Debugging Methodology for Complex Issues

This document outlines best practices for debugging complex cross-platform build failures and other intricate issues in SkiaSharp. These guidelines help avoid common pitfalls that lead to wasted time and compounding errors.

Core Principles

1. Understand Before Fixing

Problem: Jumping to fixes when errors appear rather than understanding the system first.

Solution: Before any fix, answer these questions:

What is the expected behavior?
What is the actual behavior?
When did this start? What changed?
Why does it happen on platform X but not platform Y?

2. Establish Baseline First

Before any investigation, determine:

What's the known-good state/commit?
What's currently working vs failing?
What changed since the last known-good state?

3. Track Changes and Effects

Maintain a running log during debugging sessions:

Time/Commit	Change Made	Result	Notes
baseline	none	macOS ✓, Windows ✗
commit abc	added define X	macOS ✗, Windows ✗	X broke macOS!

Never lose track of cause and effect.

Platform-Specific Issues

Use Differences as Diagnostic Signals

When platform X works and platform Y fails, the difference between X and Y IS the answer. Focus investigation there.

Example: If ARM64 builds pass but x86/x64 fail, immediately ask "what's x86-specific?" (e.g., AVX2, SSE instructions, different compiler flags).

Map Conditional Compilation

For cross-platform issues, understand exactly which code paths are active on each platform:

Draw the decision tree for preprocessor directives
Evaluate each branch for EACH platform/configuration
Don't proceed until you can explain what code path each platform takes

Example of tracing preprocessor logic:

// cpu.h - trace this for each platform:
#if defined(_MSC_VER) && _MSC_VER >= 1700    // Windows MSVC/clang-cl: YES
#define WEBP_MSC_AVX2                         // macOS clang: NO
#endif

#if defined(__AVX2__) || defined(WEBP_MSC_AVX2)  // Evaluate for each platform
#define WEBP_USE_AVX2
#endif

Verify Compiler Behavior

Different compilers define different macros:

clang (macOS/Linux): Does NOT define _MSC_VER or __AVX2__ by default
clang-cl (Windows): Defines _MSC_VER for MSVC compatibility
MSVC: Defines _MSC_VER, may define __AVX2__ with /arch:AVX2

Don't assume - verify with a minimal test or documentation if uncertain.

Common Pitfalls

Pitfall 1: `#if defined(X)` vs `#if X`

#define FEATURE 0

#if defined(FEATURE)   // TRUE - macro EXISTS
  // This code IS compiled!
#endif

#if FEATURE            // FALSE - value is 0
  // This code is NOT compiled
#endif

Setting FEATURE=0 does NOT disable code guarded by defined(FEATURE).

Pitfall 2: Defensive Broad Fixes

If you need to apply a fix to "all platforms just to be safe," you probably don't understand the problem yet. Broad fixes:

Obscure the root cause
May have unintended side effects
Make future debugging harder

Prefer surgical fixes that target exactly the affected platforms.

Pitfall 3: Parallel Operations on Shared Resources

Running parallel builds that write to the same output file causes race conditions. When building multiple architectures:

Build sequentially if they share output paths, OR
Ensure output paths are distinct

Pitfall 4: Dismissing Errors Without Explanation

Never say an error is "safe to ignore" without explaining exactly WHY. If you can't explain why it's safe, it's not safe.

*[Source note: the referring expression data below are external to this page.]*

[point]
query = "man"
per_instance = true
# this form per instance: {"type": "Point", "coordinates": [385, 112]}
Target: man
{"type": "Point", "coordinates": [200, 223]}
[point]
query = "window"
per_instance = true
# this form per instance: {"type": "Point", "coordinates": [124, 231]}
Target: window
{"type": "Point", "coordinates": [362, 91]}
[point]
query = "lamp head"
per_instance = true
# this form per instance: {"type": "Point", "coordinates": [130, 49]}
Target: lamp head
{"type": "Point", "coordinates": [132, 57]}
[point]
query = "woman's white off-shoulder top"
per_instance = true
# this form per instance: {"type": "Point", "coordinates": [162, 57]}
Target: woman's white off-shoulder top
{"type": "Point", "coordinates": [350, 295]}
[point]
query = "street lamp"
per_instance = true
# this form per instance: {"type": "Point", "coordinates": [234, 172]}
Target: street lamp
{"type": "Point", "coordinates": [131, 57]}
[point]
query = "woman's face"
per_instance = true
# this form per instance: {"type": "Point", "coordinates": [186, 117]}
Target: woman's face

Debugging Process Checklist

Before Starting

What is the known-good baseline?
What changed since baseline?
Can we reproduce the issue locally?

During Investigation

Am I tracking changes and their effects?
Have I traced conditional code paths for ALL affected platforms?
Am I using success/failure patterns as diagnostic signals?

Before Implementing a Fix

Can I explain WHY the fix will work?
Have I tested the hypothesis minimally first?
Is this a surgical fix or a broad defensive fix?
Have I verified any claims about compiler/platform behavior?

After Implementing

Did I test one change at a time?
Did the fix work on ALL affected platforms?
If things got worse, did I immediately revert and re-analyze?

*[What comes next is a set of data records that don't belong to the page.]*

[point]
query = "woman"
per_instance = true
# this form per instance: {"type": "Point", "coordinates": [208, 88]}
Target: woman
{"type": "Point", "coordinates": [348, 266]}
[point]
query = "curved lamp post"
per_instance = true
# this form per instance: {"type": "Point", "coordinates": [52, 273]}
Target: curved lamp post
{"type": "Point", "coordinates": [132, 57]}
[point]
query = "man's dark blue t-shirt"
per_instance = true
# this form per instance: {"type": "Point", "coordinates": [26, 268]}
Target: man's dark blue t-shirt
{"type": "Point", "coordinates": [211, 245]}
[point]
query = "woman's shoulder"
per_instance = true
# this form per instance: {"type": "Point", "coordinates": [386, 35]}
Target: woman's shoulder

Hypothesis-Driven Debugging

State hypotheses explicitly and test them:

Hypothesis: "I believe X happens because Y"
Test: "We can verify by doing Z"
Result: Do Z, observe result
Conclusion: Confirm or revise hypothesis

Example:

Hypothesis: "Windows fails because clang-cl defines _MSC_VER, triggering AVX2 code paths"
Test: "Check if _MSC_VER is defined by examining the preprocessor output"
Result: Confirmed - clang-cl defines _MSC_VER=1900
Conclusion: Hypothesis confirmed, fix should target the AVX2 code path on Windows

When Things Go Wrong

If a Fix Makes Things Worse

Stop immediately
Revert the change
Re-analyze - your mental model is wrong
Don't pile more fixes on top of a broken fix

If You're Going in Circles

Step back and re-read all the evidence
Create a fresh tracking table
Ask clarifying questions - maybe context is missing
Request artifacts (build logs, binaries) to verify assumptions

Native Library Debugging (Linux)

Investigating `undefined symbol` Errors

When you see undefined symbol: xxx errors, the symbol is missing from the linked libraries.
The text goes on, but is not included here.